Friday, May 16, 2014

Exposing the lie of consistency (Books - The View from the Tower by Charles Lambert)

A cursory look at Charles Lambert's Any Human Face or his new The View from the Tower and you might believe that he writes thrillers set in Rome which, rather than playing with the history and the grandeur of that stage set of a city, expose its seamier side. But the thriller, in Lambert's case, seems more a container for a story in which the main character's action becomes, through the arrival of a crisis, to uncover something that changes everything they thought that they knew.  Lambert's books are about how we face the unexpected.  Now, any good mystery does deal with the unexpected, but the difference here is that Lambert is not just willing to deal with the uncomfortable feelings this evokes in the protagonist, I would go so far as to say, that he courts and exposes those uncomfortable feelings, that they are the point of his novels and that the thriller is a form he appropriates, perhaps so that his novels about being uncomfortable might be widely read?  Perhaps simply because discomfort stems from the unknown.  Perhaps I should ask him!
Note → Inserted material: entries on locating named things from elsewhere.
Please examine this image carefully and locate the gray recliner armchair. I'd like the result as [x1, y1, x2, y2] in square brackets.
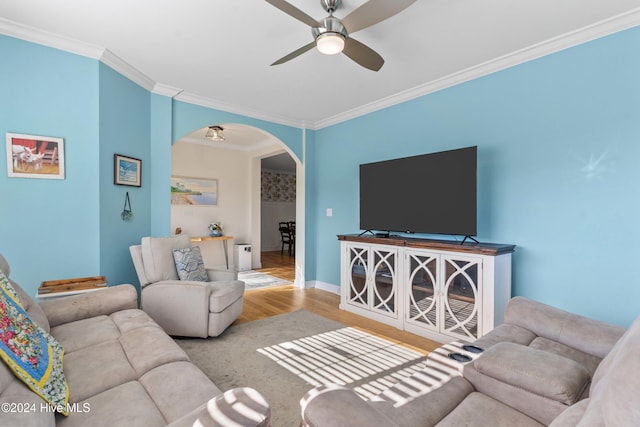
[129, 234, 244, 338]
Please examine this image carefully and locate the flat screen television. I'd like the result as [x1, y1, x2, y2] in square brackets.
[360, 147, 478, 236]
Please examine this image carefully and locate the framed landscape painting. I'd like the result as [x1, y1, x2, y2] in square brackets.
[171, 176, 218, 206]
[7, 133, 64, 179]
[113, 154, 142, 187]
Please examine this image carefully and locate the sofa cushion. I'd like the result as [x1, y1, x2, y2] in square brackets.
[465, 342, 591, 405]
[173, 246, 209, 282]
[139, 361, 222, 423]
[209, 280, 244, 313]
[141, 234, 191, 283]
[0, 271, 69, 415]
[51, 316, 120, 355]
[438, 392, 543, 427]
[56, 381, 167, 427]
[529, 337, 602, 375]
[65, 340, 137, 403]
[120, 328, 189, 377]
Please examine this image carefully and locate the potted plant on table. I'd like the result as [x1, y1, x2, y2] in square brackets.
[209, 222, 222, 237]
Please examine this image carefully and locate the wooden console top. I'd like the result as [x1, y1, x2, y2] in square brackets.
[338, 234, 516, 256]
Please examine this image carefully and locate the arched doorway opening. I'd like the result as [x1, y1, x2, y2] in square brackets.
[170, 123, 304, 287]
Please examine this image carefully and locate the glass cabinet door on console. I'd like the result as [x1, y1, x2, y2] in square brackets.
[441, 256, 482, 339]
[346, 245, 398, 317]
[338, 235, 515, 343]
[405, 249, 482, 340]
[405, 250, 440, 331]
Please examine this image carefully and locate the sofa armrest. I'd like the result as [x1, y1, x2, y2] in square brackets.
[38, 284, 138, 327]
[505, 297, 625, 359]
[463, 342, 591, 425]
[141, 280, 211, 338]
[206, 268, 238, 282]
[300, 384, 397, 427]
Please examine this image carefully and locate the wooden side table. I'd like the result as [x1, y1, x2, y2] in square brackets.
[191, 236, 233, 270]
[37, 276, 107, 299]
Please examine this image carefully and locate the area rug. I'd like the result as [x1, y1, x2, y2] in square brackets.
[176, 310, 425, 427]
[238, 270, 291, 291]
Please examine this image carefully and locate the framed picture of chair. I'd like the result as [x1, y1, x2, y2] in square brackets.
[6, 133, 64, 179]
[113, 154, 142, 187]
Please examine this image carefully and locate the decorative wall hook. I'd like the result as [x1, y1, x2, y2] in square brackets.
[120, 191, 133, 221]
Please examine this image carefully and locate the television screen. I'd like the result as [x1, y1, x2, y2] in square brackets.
[360, 147, 477, 236]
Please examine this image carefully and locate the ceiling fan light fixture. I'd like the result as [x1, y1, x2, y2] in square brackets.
[311, 15, 349, 55]
[316, 33, 344, 55]
[204, 125, 224, 141]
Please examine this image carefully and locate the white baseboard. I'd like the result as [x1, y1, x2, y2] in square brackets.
[304, 280, 340, 295]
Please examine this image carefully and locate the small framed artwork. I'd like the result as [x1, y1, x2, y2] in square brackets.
[113, 154, 142, 187]
[171, 176, 218, 206]
[7, 132, 64, 179]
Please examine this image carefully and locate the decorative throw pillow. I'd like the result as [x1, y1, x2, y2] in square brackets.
[0, 271, 69, 415]
[173, 246, 209, 282]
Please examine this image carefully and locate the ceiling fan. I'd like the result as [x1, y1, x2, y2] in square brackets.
[266, 0, 416, 71]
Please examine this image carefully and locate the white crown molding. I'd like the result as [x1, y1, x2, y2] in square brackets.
[0, 8, 640, 130]
[309, 8, 640, 130]
[151, 83, 182, 98]
[174, 92, 304, 128]
[98, 49, 156, 92]
[0, 17, 105, 59]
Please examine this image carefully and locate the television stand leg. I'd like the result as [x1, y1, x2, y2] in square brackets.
[460, 236, 480, 245]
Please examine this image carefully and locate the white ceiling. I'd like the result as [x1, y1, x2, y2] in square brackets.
[0, 0, 640, 128]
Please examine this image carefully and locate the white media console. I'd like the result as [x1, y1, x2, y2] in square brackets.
[338, 235, 515, 343]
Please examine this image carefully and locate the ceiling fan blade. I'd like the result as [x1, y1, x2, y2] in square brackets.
[342, 37, 384, 71]
[342, 0, 416, 33]
[271, 41, 316, 65]
[267, 0, 322, 27]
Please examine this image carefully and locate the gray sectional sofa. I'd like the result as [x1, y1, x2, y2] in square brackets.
[0, 255, 270, 427]
[301, 297, 640, 427]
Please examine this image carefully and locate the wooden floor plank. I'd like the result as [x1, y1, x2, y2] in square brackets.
[236, 251, 441, 354]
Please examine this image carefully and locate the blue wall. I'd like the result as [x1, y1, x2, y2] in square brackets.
[0, 35, 100, 295]
[0, 36, 303, 295]
[0, 28, 640, 325]
[309, 28, 640, 325]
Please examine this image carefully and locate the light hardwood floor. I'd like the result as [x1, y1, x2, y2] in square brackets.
[236, 252, 441, 354]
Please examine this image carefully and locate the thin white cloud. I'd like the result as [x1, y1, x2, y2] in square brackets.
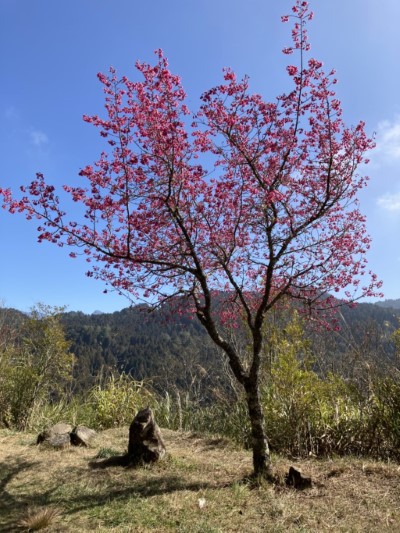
[30, 130, 49, 148]
[376, 115, 400, 159]
[377, 192, 400, 213]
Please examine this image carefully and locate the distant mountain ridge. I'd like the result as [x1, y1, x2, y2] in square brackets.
[374, 298, 400, 309]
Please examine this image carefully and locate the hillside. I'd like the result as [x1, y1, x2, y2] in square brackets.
[0, 303, 400, 392]
[0, 428, 400, 533]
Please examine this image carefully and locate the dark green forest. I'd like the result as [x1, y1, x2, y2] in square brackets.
[0, 300, 400, 393]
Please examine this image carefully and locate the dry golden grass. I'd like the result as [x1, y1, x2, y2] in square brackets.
[0, 428, 400, 533]
[19, 507, 60, 531]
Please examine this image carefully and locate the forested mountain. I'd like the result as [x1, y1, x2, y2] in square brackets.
[376, 298, 400, 309]
[0, 303, 400, 392]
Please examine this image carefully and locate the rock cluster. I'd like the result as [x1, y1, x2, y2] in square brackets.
[36, 422, 96, 448]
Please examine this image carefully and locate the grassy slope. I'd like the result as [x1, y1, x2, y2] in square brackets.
[0, 428, 400, 533]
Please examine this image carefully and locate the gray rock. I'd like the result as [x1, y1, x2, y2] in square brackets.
[36, 422, 72, 448]
[71, 426, 96, 446]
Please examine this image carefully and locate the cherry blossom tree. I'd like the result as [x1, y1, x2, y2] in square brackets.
[1, 0, 379, 475]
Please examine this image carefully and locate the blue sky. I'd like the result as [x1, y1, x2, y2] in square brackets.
[0, 0, 400, 313]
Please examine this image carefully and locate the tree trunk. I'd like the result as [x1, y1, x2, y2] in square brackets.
[245, 378, 272, 479]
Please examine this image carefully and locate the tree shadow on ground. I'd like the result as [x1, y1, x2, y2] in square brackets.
[0, 458, 231, 533]
[0, 458, 50, 533]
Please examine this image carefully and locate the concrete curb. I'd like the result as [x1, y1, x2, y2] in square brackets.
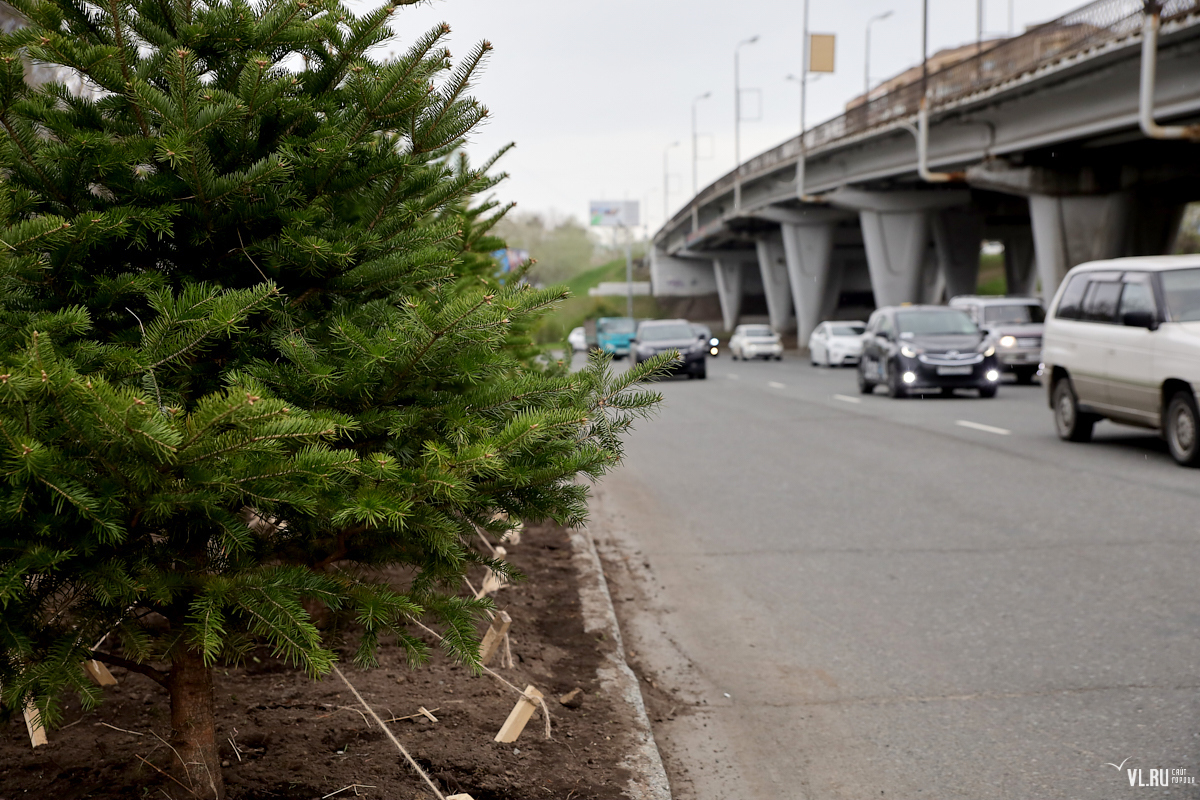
[570, 529, 671, 800]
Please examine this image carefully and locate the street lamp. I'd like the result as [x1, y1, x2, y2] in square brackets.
[863, 11, 892, 100]
[662, 142, 679, 224]
[733, 34, 758, 210]
[691, 91, 713, 197]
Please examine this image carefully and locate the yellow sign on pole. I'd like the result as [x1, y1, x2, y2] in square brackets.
[809, 34, 834, 72]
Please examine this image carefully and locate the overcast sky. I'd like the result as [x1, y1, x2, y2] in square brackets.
[369, 0, 1084, 228]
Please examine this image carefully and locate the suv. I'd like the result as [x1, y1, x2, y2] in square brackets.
[950, 295, 1046, 384]
[858, 306, 1000, 397]
[1042, 255, 1200, 467]
[631, 319, 708, 380]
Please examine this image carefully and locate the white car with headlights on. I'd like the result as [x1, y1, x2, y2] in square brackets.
[730, 325, 784, 361]
[809, 319, 866, 367]
[950, 295, 1046, 384]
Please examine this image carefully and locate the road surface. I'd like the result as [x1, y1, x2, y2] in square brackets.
[589, 356, 1200, 800]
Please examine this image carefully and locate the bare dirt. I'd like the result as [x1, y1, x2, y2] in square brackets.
[0, 525, 632, 800]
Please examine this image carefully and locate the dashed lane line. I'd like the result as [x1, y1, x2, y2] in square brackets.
[954, 420, 1012, 437]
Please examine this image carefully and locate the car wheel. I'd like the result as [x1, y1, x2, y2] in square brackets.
[1052, 378, 1096, 441]
[1163, 390, 1200, 467]
[858, 362, 875, 395]
[888, 365, 908, 399]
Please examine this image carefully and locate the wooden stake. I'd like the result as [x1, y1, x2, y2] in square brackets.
[496, 684, 542, 744]
[83, 658, 116, 686]
[25, 700, 49, 747]
[479, 612, 512, 667]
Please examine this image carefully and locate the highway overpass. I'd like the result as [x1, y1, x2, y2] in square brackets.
[650, 0, 1200, 342]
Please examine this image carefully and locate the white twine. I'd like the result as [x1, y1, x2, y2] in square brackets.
[334, 662, 445, 800]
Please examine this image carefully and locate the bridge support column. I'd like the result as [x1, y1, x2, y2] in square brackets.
[781, 222, 836, 347]
[1001, 229, 1038, 296]
[934, 206, 983, 302]
[829, 190, 978, 306]
[713, 258, 742, 331]
[755, 233, 793, 333]
[1030, 192, 1132, 303]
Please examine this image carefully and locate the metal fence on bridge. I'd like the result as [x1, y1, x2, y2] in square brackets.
[691, 0, 1200, 218]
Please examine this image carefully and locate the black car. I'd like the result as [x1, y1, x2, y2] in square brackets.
[858, 306, 1001, 397]
[631, 319, 708, 380]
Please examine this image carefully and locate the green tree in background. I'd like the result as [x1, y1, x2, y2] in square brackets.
[0, 0, 660, 798]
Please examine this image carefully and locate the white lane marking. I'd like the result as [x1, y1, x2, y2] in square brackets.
[954, 420, 1012, 437]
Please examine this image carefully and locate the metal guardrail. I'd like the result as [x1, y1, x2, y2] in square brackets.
[672, 0, 1200, 222]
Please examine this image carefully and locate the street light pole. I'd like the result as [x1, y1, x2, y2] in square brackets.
[662, 142, 679, 225]
[733, 35, 758, 210]
[863, 11, 892, 100]
[691, 91, 713, 197]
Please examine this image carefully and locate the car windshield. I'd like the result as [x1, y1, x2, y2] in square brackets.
[983, 302, 1046, 325]
[1162, 270, 1200, 323]
[596, 317, 634, 333]
[637, 323, 696, 342]
[896, 308, 979, 336]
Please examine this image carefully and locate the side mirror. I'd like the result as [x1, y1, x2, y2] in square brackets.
[1121, 311, 1158, 331]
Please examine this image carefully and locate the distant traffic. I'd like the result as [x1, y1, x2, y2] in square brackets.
[569, 255, 1200, 467]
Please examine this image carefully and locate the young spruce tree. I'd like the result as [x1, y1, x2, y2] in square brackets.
[0, 0, 659, 798]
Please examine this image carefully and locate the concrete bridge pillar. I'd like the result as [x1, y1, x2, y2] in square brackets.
[1030, 192, 1132, 303]
[1001, 228, 1038, 296]
[756, 207, 854, 347]
[713, 257, 742, 331]
[755, 231, 794, 333]
[828, 190, 978, 306]
[932, 205, 983, 300]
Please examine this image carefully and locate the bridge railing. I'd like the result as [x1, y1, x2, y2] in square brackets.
[677, 0, 1200, 218]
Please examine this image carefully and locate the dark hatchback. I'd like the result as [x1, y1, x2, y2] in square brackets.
[858, 306, 1001, 397]
[632, 319, 708, 380]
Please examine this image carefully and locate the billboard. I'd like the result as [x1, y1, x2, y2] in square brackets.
[588, 200, 641, 228]
[809, 34, 834, 72]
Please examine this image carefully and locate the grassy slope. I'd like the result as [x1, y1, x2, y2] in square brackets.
[538, 258, 661, 343]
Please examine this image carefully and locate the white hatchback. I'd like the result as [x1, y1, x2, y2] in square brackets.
[1042, 255, 1200, 467]
[809, 319, 866, 367]
[730, 325, 784, 361]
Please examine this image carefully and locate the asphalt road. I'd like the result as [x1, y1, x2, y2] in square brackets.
[590, 356, 1200, 800]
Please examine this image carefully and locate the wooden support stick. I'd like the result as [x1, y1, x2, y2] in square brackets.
[83, 658, 116, 686]
[25, 700, 48, 747]
[496, 684, 542, 744]
[479, 612, 512, 667]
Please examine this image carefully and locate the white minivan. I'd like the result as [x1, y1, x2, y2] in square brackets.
[1042, 255, 1200, 467]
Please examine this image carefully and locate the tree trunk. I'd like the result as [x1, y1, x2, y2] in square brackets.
[167, 650, 224, 800]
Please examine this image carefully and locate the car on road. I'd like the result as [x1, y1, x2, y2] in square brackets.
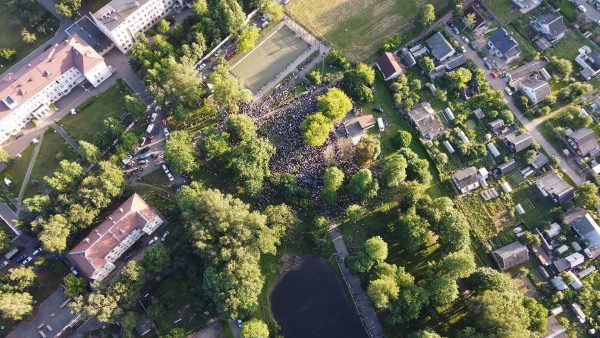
[160, 230, 169, 242]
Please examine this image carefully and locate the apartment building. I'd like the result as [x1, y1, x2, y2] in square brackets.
[67, 194, 164, 281]
[91, 0, 183, 53]
[0, 34, 111, 143]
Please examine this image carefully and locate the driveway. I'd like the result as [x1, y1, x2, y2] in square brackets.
[444, 26, 585, 186]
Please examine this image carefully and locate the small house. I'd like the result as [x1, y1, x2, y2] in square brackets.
[493, 241, 529, 271]
[566, 128, 600, 157]
[452, 167, 479, 194]
[519, 77, 552, 104]
[426, 32, 456, 62]
[504, 132, 533, 153]
[375, 52, 405, 81]
[488, 28, 521, 63]
[535, 170, 575, 205]
[531, 13, 567, 42]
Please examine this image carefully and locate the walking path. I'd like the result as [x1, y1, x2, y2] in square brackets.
[17, 134, 44, 203]
[52, 121, 83, 157]
[329, 225, 385, 338]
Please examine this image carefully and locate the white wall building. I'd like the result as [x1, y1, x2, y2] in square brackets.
[91, 0, 183, 53]
[0, 34, 111, 142]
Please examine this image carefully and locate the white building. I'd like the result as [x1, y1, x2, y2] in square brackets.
[91, 0, 183, 53]
[0, 34, 111, 142]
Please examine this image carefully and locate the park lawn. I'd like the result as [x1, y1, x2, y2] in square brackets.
[24, 128, 78, 198]
[2, 143, 35, 197]
[545, 30, 595, 60]
[361, 79, 448, 198]
[0, 1, 58, 74]
[60, 84, 133, 142]
[285, 0, 446, 61]
[483, 0, 521, 24]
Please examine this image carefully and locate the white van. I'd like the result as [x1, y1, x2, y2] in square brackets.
[377, 117, 385, 131]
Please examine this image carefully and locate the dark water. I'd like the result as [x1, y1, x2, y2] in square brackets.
[271, 256, 367, 338]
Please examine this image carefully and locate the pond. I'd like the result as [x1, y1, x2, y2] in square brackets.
[271, 256, 367, 338]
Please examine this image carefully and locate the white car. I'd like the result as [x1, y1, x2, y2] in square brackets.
[160, 230, 169, 242]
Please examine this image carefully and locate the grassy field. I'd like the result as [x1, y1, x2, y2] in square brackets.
[231, 26, 309, 93]
[25, 128, 77, 198]
[60, 85, 128, 142]
[0, 1, 58, 74]
[286, 0, 446, 61]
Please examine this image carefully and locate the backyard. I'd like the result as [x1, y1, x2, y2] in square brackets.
[60, 84, 133, 142]
[286, 0, 446, 61]
[231, 26, 309, 93]
[0, 1, 58, 74]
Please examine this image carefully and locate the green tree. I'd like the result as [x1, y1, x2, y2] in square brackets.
[0, 292, 33, 320]
[236, 25, 260, 53]
[63, 273, 87, 298]
[165, 130, 198, 173]
[300, 112, 333, 147]
[317, 87, 352, 122]
[142, 245, 171, 275]
[79, 140, 101, 163]
[415, 4, 435, 28]
[208, 58, 252, 113]
[240, 318, 269, 338]
[342, 63, 375, 102]
[354, 135, 381, 168]
[348, 169, 379, 200]
[321, 167, 344, 203]
[227, 114, 256, 142]
[228, 138, 275, 196]
[381, 154, 407, 187]
[575, 182, 600, 210]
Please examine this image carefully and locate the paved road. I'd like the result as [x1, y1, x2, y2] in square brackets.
[330, 225, 384, 338]
[444, 26, 585, 185]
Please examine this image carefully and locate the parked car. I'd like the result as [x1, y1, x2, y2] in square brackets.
[160, 230, 169, 242]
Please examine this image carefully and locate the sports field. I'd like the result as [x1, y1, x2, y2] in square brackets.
[286, 0, 447, 61]
[231, 26, 309, 94]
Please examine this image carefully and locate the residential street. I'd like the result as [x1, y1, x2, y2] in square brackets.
[444, 25, 585, 185]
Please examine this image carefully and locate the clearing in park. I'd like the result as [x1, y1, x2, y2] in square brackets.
[231, 25, 309, 94]
[286, 0, 446, 61]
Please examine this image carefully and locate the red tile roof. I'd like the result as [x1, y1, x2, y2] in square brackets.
[0, 34, 104, 119]
[67, 194, 158, 278]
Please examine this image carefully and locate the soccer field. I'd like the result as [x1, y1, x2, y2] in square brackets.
[231, 26, 309, 94]
[286, 0, 447, 61]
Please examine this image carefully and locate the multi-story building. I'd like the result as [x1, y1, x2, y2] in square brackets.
[67, 194, 164, 281]
[0, 34, 111, 142]
[91, 0, 183, 53]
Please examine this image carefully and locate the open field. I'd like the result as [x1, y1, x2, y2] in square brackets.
[0, 1, 58, 74]
[286, 0, 446, 61]
[231, 26, 309, 93]
[60, 85, 129, 142]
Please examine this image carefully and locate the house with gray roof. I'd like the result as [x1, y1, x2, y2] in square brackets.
[535, 170, 575, 205]
[566, 128, 600, 157]
[488, 28, 521, 63]
[504, 132, 533, 153]
[493, 241, 529, 271]
[531, 13, 567, 42]
[519, 77, 552, 104]
[563, 208, 600, 258]
[408, 102, 445, 140]
[427, 32, 456, 62]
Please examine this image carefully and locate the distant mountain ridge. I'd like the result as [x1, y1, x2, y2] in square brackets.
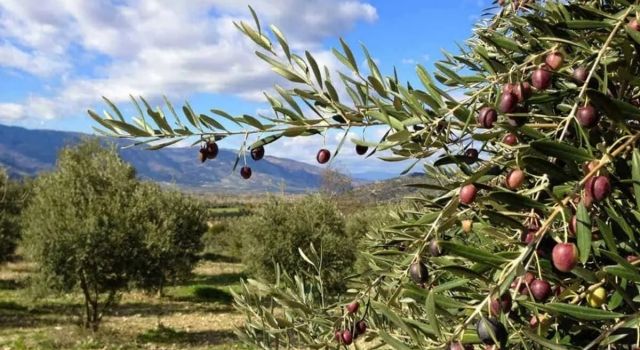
[0, 124, 323, 193]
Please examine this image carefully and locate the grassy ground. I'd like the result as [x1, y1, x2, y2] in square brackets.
[0, 255, 252, 350]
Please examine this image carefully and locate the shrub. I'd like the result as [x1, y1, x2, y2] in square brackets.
[134, 183, 207, 293]
[23, 141, 143, 329]
[23, 141, 206, 329]
[90, 0, 640, 349]
[238, 196, 356, 291]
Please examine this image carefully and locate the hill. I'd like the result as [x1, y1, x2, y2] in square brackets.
[0, 125, 322, 193]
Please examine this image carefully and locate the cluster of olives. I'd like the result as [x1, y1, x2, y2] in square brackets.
[444, 22, 640, 350]
[199, 141, 264, 180]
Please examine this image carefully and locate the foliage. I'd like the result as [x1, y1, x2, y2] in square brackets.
[134, 183, 207, 292]
[236, 196, 356, 291]
[0, 169, 27, 262]
[90, 0, 640, 349]
[23, 141, 143, 329]
[23, 140, 206, 329]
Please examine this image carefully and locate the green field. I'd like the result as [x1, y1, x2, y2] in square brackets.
[0, 254, 252, 350]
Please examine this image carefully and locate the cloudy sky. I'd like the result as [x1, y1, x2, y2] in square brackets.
[0, 0, 491, 178]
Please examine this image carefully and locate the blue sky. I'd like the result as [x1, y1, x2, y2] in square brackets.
[0, 0, 491, 178]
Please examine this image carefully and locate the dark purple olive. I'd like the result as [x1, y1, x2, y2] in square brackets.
[585, 175, 611, 202]
[573, 67, 589, 84]
[500, 93, 518, 113]
[356, 145, 369, 156]
[544, 51, 564, 70]
[316, 148, 331, 164]
[429, 239, 442, 256]
[512, 81, 531, 102]
[342, 329, 353, 345]
[207, 142, 218, 159]
[576, 105, 600, 128]
[477, 107, 498, 129]
[409, 261, 429, 284]
[240, 166, 251, 180]
[531, 68, 551, 91]
[529, 279, 551, 301]
[502, 133, 518, 146]
[464, 148, 478, 164]
[251, 146, 264, 160]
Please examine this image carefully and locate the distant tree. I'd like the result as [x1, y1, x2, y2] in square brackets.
[234, 196, 356, 291]
[23, 141, 144, 330]
[135, 183, 207, 294]
[0, 169, 26, 262]
[320, 168, 353, 196]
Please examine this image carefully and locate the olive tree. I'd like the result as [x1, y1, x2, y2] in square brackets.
[23, 141, 143, 329]
[89, 0, 640, 349]
[134, 183, 207, 294]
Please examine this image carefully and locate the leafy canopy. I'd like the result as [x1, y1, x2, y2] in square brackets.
[89, 0, 640, 349]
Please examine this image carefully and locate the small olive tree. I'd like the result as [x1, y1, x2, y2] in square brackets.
[236, 195, 356, 292]
[23, 141, 144, 330]
[133, 183, 207, 294]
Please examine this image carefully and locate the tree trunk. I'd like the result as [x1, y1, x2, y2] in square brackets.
[80, 272, 92, 328]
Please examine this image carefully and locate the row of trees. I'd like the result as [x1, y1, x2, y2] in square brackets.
[18, 140, 207, 330]
[90, 0, 640, 349]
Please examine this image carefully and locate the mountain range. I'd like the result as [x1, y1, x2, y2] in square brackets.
[0, 125, 332, 193]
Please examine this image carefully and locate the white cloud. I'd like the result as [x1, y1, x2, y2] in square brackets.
[0, 0, 377, 120]
[0, 42, 69, 77]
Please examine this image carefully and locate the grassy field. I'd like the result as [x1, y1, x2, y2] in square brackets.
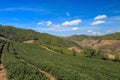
[0, 41, 120, 80]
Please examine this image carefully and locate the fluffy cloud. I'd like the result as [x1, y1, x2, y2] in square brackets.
[37, 21, 52, 26]
[90, 21, 105, 26]
[49, 24, 60, 31]
[72, 27, 80, 31]
[37, 22, 44, 25]
[91, 32, 102, 36]
[46, 21, 52, 26]
[62, 19, 82, 26]
[66, 12, 70, 16]
[88, 30, 93, 33]
[94, 15, 107, 20]
[88, 30, 102, 36]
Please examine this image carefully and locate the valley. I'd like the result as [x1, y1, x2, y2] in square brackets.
[0, 26, 120, 80]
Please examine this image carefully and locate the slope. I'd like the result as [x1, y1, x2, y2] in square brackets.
[0, 26, 76, 47]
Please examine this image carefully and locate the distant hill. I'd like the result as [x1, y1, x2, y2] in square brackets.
[0, 26, 75, 47]
[100, 32, 120, 40]
[66, 32, 120, 41]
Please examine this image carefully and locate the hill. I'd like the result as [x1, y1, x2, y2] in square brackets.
[66, 32, 120, 41]
[0, 26, 76, 47]
[0, 26, 120, 80]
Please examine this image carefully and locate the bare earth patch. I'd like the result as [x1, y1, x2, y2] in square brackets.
[0, 64, 7, 80]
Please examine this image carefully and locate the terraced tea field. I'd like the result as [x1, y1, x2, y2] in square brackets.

Lambert sets up the unexpected by first drawing us a picture filled with the details that make the life that becomes upended.
By the time they reach the car they have both fallen silent. In any case, everything was organised before they left the flat.  Helen will shop for that evening because Giacomo, their oldest friend, is coming to dinner with his new wife.  As usual, Frederico has planned the meal and written the list of items Helen has to buy.  He's decided to keep it simple: cold cuts, veal liver and artichoke, summer fruits and cheese. On the way to the ministry, he will tell the driver to stop off in one of the narrow streets nearby, where he will pick up some Stilton from a shop that imports it directly.  This evening, Helen will set the table and fill up glasses while Frederico cooks and serves. He always cooks; it relaxes him after work.  Helen will sit at the breakfast bar with a glass of wine and listen to his stories of the day's events at the ministry, of people who form an intimate part of Frederico's world and a less intimate part of hers.
Only he won't cook and she won't listen, because Frederico will be murdered - something you will find out within the first 15 pages of the novel.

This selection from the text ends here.